Friday, July 23, 2010

Emeralds - Does It Look Like I'm Here

Cleveland ambient/drone trio Emeralds has moved on their third LP to a more melodic and meditative direction. The result is a warm and bright ambient-album which sonically approaches Harmonia, Brian Eno and on some of the longer cuts even Terry Riley and Tangerine Dream, as on the title track as well as 12 minute "Genetic". Emeralds' style of ambient sounds timeless, yet contemporary. Music is softly pulsating, yet does not need beats to convey movement. Sequencer rhythms co-exist and alternate with soft washes of synths. Synthesizer sound design is impeccable here and it often seems to suggest that if the rest of the so-called New Age music sounded as tasteful (or approached the slow hypnotic Riley esque trance as here) then the genre as such would not be as dismissible. Occasionally there is a bit of guitar, but whenever it plays anything that could be considered as a solo, it is melodic and unhurried. One of the finest works of ambient music this year.

Ariel Pink's Haunted Graffity - Before Today

LA eccentric Ariel Pink’s previous LPs Doldrums, Worn Copy and House Arrest were notable for its distinctive lo-fi sheen. As if Pink would’ve taken 60s garage-rock, psychedelia and 70s MOR pop, while playing them through the radio that only plays rather muddy and obscured frequencies. Even though released during 2004-2006, all three albums contained music recorded from late nineties to 2003. In reality, the 2005’s award-winning Worn Copy was merely a re-release via Animal Collective’s Paw Tracks label of an album initially unleashed two years prior. Thus, Ariel Pink’s situation was such that his ground-breaking lo-fi psychedelia was on record dated to him by about five years.

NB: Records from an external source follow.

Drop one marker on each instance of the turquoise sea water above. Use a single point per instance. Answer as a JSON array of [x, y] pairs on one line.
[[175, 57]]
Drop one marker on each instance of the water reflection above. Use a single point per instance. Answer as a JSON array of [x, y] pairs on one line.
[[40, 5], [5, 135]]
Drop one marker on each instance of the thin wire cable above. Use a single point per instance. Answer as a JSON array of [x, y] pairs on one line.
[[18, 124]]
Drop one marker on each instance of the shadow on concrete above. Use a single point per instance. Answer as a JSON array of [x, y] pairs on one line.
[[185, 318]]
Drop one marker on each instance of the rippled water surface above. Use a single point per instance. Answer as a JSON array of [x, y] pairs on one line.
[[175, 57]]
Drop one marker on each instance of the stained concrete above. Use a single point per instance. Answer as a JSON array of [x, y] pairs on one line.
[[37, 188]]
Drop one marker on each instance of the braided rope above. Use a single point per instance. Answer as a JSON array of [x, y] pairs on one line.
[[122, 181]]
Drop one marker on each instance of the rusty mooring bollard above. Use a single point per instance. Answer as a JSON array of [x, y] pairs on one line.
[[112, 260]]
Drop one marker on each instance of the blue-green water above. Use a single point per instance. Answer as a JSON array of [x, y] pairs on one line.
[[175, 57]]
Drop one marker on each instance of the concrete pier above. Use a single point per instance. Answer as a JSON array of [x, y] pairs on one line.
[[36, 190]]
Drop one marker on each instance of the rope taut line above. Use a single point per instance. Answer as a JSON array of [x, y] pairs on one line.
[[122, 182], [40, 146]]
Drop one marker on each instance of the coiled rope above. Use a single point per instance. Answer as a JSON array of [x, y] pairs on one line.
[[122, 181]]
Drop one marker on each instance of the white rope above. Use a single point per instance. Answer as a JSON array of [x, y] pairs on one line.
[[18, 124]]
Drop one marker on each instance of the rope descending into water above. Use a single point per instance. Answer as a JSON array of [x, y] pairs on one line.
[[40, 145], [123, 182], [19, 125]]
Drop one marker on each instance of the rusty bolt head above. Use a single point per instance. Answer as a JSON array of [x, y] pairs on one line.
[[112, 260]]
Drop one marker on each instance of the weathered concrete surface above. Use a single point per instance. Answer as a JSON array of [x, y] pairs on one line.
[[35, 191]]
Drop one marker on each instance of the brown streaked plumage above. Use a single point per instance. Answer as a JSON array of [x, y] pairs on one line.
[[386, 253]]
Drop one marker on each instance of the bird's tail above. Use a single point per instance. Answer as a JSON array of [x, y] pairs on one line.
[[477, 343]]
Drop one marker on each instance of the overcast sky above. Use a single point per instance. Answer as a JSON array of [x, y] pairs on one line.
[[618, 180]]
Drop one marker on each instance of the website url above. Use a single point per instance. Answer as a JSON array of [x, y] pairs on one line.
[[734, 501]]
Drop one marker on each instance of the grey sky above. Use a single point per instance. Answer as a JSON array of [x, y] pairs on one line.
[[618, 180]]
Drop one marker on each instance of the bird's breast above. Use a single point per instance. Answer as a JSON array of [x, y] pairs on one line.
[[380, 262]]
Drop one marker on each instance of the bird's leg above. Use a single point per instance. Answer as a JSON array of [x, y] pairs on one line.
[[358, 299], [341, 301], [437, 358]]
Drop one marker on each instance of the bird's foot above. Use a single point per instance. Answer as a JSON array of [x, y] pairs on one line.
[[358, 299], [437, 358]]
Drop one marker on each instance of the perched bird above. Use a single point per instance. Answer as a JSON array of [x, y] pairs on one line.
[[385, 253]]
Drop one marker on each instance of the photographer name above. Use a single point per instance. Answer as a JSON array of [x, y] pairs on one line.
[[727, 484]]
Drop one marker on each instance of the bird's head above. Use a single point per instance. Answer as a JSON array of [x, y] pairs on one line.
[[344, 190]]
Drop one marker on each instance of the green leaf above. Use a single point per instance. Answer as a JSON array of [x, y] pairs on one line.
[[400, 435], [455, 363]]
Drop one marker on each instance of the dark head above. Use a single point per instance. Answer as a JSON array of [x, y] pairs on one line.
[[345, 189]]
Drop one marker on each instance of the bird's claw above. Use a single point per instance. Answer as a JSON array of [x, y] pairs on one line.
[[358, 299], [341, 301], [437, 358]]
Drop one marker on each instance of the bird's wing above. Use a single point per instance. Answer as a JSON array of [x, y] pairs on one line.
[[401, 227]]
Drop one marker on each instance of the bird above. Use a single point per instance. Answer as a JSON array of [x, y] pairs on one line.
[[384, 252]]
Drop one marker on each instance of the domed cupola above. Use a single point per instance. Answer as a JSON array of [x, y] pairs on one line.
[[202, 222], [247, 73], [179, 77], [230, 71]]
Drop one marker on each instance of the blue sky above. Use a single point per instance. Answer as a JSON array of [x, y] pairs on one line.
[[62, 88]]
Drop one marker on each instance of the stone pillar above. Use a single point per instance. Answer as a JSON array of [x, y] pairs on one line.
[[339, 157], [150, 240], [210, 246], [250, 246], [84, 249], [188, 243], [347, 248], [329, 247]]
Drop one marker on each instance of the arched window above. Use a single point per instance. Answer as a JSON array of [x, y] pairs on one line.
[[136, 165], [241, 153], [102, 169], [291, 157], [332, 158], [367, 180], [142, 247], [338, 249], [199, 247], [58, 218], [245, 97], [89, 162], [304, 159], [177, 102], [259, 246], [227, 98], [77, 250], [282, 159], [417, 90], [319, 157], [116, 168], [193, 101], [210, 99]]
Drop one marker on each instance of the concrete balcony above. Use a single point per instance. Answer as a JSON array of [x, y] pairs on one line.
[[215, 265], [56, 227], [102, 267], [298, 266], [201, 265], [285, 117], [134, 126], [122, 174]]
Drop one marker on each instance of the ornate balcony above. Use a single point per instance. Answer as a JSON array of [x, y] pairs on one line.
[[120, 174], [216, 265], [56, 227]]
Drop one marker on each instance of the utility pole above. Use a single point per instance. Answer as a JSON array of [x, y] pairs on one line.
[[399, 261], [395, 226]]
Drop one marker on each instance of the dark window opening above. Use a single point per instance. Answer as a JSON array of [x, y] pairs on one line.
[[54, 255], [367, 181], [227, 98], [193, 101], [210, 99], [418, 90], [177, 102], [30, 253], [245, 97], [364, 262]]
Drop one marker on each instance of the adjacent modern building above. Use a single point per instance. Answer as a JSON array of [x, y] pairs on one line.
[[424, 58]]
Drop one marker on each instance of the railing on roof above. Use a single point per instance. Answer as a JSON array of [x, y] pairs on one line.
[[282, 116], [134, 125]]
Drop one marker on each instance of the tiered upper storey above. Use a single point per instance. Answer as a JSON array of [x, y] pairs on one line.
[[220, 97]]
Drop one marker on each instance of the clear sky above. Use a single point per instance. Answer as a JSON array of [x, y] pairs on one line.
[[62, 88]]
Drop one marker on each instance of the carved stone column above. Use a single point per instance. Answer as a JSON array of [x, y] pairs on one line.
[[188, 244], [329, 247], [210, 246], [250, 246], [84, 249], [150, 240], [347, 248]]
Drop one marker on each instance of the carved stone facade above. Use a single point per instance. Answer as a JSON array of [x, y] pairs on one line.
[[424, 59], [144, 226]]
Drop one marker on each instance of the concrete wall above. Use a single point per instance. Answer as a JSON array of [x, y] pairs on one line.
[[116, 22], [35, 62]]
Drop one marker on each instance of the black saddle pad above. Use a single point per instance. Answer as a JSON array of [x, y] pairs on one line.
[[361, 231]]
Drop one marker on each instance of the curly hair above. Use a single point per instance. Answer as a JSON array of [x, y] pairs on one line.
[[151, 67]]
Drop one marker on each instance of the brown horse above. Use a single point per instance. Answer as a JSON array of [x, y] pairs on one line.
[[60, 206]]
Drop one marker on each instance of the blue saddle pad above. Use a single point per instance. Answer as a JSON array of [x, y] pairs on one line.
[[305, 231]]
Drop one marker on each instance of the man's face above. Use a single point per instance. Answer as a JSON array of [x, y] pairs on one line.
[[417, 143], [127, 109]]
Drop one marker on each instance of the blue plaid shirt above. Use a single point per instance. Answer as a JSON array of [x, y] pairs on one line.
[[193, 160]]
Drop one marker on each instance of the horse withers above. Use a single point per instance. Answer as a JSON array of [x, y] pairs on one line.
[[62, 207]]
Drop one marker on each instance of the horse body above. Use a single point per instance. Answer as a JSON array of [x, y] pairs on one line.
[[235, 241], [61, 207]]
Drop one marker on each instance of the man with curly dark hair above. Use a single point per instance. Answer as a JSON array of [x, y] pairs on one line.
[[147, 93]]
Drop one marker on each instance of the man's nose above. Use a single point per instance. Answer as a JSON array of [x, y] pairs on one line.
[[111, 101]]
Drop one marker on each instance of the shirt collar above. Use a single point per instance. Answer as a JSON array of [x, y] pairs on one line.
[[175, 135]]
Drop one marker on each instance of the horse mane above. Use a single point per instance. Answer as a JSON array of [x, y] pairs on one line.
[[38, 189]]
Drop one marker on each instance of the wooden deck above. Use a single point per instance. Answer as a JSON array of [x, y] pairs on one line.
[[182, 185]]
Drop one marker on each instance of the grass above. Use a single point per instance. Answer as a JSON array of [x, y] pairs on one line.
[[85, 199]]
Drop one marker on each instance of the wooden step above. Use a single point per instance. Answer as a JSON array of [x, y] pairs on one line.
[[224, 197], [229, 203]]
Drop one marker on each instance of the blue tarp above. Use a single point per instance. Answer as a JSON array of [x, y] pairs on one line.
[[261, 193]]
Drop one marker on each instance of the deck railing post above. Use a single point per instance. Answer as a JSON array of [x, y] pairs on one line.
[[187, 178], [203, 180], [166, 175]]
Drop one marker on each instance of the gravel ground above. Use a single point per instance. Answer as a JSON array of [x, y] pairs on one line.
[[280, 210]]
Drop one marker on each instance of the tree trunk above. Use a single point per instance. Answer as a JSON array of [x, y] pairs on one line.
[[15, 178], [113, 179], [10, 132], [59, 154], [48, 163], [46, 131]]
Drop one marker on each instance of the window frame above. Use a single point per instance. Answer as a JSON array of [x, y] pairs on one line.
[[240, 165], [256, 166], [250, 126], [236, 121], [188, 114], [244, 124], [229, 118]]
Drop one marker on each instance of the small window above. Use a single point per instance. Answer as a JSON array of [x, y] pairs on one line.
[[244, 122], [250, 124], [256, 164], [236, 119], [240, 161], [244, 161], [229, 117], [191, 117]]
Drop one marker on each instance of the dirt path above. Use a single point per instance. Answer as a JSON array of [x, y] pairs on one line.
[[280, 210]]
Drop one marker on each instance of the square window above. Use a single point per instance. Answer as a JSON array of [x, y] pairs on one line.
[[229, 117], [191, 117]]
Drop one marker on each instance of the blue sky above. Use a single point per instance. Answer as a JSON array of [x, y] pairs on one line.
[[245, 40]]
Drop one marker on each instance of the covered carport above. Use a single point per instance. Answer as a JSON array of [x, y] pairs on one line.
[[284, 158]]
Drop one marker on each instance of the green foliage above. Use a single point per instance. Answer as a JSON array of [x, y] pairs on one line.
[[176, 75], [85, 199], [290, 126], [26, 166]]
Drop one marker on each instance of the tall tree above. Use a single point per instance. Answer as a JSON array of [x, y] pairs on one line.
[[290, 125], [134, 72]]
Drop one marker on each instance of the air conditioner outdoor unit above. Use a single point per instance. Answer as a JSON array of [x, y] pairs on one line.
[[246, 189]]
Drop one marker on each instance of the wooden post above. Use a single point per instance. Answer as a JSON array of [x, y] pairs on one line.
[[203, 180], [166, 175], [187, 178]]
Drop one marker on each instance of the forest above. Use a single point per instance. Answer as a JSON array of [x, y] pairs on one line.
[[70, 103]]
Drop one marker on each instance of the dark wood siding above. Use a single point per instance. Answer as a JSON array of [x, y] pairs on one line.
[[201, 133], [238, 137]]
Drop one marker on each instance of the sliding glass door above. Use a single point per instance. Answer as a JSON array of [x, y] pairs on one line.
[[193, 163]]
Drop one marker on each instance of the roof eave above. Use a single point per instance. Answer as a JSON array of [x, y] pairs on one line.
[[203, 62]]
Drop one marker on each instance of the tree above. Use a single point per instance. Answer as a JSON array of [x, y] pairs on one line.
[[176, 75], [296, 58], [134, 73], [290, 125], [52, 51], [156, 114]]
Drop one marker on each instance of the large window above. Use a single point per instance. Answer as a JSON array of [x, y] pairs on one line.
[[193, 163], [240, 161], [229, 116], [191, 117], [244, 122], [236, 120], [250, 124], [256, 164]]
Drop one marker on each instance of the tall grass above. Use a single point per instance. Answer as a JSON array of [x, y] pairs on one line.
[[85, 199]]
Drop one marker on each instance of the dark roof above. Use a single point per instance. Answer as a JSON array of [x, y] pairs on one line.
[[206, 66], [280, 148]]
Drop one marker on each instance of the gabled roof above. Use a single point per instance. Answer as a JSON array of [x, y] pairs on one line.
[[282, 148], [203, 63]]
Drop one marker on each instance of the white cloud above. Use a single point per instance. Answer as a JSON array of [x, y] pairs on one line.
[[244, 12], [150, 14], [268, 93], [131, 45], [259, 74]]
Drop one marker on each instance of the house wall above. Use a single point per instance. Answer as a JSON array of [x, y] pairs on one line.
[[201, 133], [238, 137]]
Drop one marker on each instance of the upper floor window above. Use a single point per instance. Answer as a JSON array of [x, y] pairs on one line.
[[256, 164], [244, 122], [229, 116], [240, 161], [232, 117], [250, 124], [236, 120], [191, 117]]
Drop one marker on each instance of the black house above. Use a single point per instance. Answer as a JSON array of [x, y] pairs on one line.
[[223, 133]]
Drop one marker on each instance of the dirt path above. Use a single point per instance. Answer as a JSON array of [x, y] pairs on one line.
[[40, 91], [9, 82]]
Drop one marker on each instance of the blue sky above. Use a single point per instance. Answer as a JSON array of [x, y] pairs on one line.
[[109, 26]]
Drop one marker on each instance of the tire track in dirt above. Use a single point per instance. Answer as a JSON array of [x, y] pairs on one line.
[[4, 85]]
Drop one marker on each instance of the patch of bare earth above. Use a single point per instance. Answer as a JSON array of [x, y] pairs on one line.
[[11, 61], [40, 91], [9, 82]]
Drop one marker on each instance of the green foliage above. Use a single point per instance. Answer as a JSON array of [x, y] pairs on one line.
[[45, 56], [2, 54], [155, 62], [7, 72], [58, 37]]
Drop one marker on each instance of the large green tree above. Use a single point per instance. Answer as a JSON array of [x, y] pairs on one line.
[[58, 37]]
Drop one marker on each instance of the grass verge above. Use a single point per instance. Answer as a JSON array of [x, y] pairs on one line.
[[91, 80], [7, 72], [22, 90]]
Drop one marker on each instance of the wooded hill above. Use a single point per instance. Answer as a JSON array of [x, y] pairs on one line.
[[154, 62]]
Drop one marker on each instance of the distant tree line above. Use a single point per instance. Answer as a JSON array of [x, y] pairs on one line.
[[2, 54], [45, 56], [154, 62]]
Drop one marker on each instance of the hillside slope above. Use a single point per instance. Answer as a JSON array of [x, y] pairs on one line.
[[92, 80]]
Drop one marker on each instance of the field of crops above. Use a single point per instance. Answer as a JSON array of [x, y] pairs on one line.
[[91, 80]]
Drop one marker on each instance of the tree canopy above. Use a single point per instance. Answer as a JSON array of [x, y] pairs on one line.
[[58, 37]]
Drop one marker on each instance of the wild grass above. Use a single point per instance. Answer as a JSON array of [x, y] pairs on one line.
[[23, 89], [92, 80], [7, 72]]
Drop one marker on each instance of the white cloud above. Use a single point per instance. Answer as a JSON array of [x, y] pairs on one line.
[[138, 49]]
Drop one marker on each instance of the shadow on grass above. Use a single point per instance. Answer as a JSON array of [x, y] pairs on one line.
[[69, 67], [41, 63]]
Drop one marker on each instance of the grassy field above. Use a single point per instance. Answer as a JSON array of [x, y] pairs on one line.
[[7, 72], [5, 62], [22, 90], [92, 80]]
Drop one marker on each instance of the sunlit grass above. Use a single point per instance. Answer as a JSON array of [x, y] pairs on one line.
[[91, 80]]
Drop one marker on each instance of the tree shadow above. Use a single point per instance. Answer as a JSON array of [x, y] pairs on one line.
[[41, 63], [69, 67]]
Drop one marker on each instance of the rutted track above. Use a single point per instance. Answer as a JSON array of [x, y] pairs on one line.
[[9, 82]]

Meanwhile Ariel Pink, having played almost everything himself on records, assembled a backing band. And went on tour. Then started recording new songs. While the attentive listeners were busy wondering whether or not Ariel Pink could ever record a professional sounding album. And even if he does deliver an LP completely devoid of his lo-fi mystique, would he have the same impact without his deliberately poor sound?

Before Today, Pink’s first album with his backup band and sans lo-fi aesthetics, serves to give answers to these questions. One could presume that Ariel Pink’s distinctive 70s soft-rock perversion owes its sharpness and impact due to the deliberately muddy sonics. But what if that kind of material was recorded „as it should be“, would it then show the emperor naked?

Emperor Pink, however, is clad. Best lo-fi acts have always distinguished themselves from others by elements outside the basement sound. And talent. Pink’s melodic flair for songcraft is just as underrated as that of his mentor R.Stevie Moore. Earlier tunes such as „For Kate I Wait“ and „Hardcore Pops are Fun“ left no room for doubt that Ariel Pink is capable of crafting hummable tunes. Pink and comrades are generous with melodic gold even on this album.

And goes without saying that one should not overlook Ariel Pink’s perverse with and (self)irony that is evident in his song titles and lyrics. His soft-rock opuses even here go beyond the level of pure ear-candy – „Round and Round“ is just the kind of AOR anthem that is actually more in line with the aesthetics of Frank Zappa’s Sheik Yerbouti album while „Beverly Kills“ is sophisti-synth-pop performed with a sarcastic grin on face, while being deceptively accessible, is nonetheless pretty elaborately constructed. „Can’t Hear My Eyes“ is the perfect pop tune that nonetheless belies Pink’s attitude that is incompatible with mainstream pop as such.

Generous with (self)irony on one hand and wildly eclectic – from garage rock to punk/grunge to soft-rock, while dropping references from the Beatles (as on „L’Estat“) to JM Jarre (as on the moody synth-instrumental „Reminiscences“) - Before Today indicates that Ariel Pink is a genuine post-modernist eccentric. Thus, he has not lost his edge despite cleaning his sound a bit. He has, however, delivered his poppiest and most concise LP to date.

Original review appeared in Estonian on June 2010 at the Postimees journal as an Album of the Week review.